NOW that the Nov. 16 friendly between the Philippines and Singapore is final, the two most pressing questions for fans are these--how much will the tickets cost and where can I buy one?
As early as a month ago, when this story broke, some fans were already asking, “where can we get tickets?” while hoping that these won’t be that expensive.
I’m sure this will be one of the things the Cebu Football Association is considering and I am pretty confident that their concern will be filling the stands, rather than raking in the sales. For an event of this magnitude, I don’t think you recoup your investment through ticket sales, but through the stories of the fans and players who will travel all the way to Cebu and tell all their fans and friends how much they enjoyed it.
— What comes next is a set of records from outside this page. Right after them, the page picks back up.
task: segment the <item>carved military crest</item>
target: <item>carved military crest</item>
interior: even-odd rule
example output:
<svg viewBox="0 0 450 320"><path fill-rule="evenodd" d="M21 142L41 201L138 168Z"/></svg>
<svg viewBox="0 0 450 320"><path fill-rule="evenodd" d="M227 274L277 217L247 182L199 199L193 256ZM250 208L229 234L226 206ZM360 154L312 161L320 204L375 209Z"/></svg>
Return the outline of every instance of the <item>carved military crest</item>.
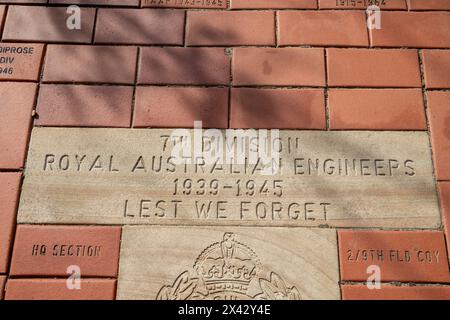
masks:
<svg viewBox="0 0 450 320"><path fill-rule="evenodd" d="M193 270L161 288L158 300L300 300L277 273L265 270L256 253L225 233L199 255Z"/></svg>

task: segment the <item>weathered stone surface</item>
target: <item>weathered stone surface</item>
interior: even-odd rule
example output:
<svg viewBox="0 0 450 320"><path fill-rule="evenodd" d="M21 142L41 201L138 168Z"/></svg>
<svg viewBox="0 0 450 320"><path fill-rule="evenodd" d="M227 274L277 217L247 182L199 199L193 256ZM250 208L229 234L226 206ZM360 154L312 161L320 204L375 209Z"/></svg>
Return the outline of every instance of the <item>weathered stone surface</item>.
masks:
<svg viewBox="0 0 450 320"><path fill-rule="evenodd" d="M254 154L248 153L248 145L246 164L203 165L205 154L194 155L197 165L185 165L183 159L175 164L173 146L180 149L175 142L189 133L35 128L19 222L441 224L426 133L280 131L272 143L276 149L282 146L282 152L272 162L266 158L281 163L273 175L268 173L276 166L262 170L264 157L251 163Z"/></svg>
<svg viewBox="0 0 450 320"><path fill-rule="evenodd" d="M339 299L336 241L332 229L124 227L117 297Z"/></svg>

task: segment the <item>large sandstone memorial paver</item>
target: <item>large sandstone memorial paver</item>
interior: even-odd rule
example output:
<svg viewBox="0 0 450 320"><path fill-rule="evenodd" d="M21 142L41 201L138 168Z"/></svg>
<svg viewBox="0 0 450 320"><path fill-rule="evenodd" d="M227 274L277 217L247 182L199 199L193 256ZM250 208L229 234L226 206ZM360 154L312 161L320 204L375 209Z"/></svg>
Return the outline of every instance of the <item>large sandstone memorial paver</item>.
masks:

So how much should the tickets be? P1,000, P500, or P300? I don’t know, really, but what I hope the organizers would do is offer the more expensive tickets first, at least a month before the event. That way, folks who are not from Cebu--and, judging from experience, fans who travel are always the first to buy them--can secure the their tickets before booking their flights and hotels.
The sales of the expensive tickets, too, could be a gauge for the organizers to whether offer the rest of the seats at a cheaper rate or at the cheap rate they intended it to be.
For a couple of years now, fans have been hoping for an Azkals game here, “Sus kung sa Cebu pa ni giduwa,” and now that we have our chance, let’s not miss this for the world.
Remember the two “ifs” that Dan Palami said the other month.
If the hosting is a success and if the Azkals make the Suzuki Cup semifinals this December, we could host it. Besides, has work on the Rizal Memorial Stadium started?
By the way, it’s great to see the change of attitude the Cebu City Sports Center management has when it comes to the football field. I remember in 2000, while doing a story on how poorly-maintained and dangerous to players it was, I and a photographer did a walkthrough at high noon. We wanted to know how much crap we could gather in one walkthrough and there were plenty—pieces of glass, nails, barbecue stick, sharp rocks and metals and what-have-you.
Now, CCSC manager Ricky Ballesteros announced a couple of weeks ago that he wants the use of the field regulated. And that should be the case because we don’t want to become the city-without-a-pitch, again.
The Nov. 16 game will be Cebu’s test—not just the CFA’s or Cebu City’s—and I hope everybody will pitch in to make sure Cebu passes the test.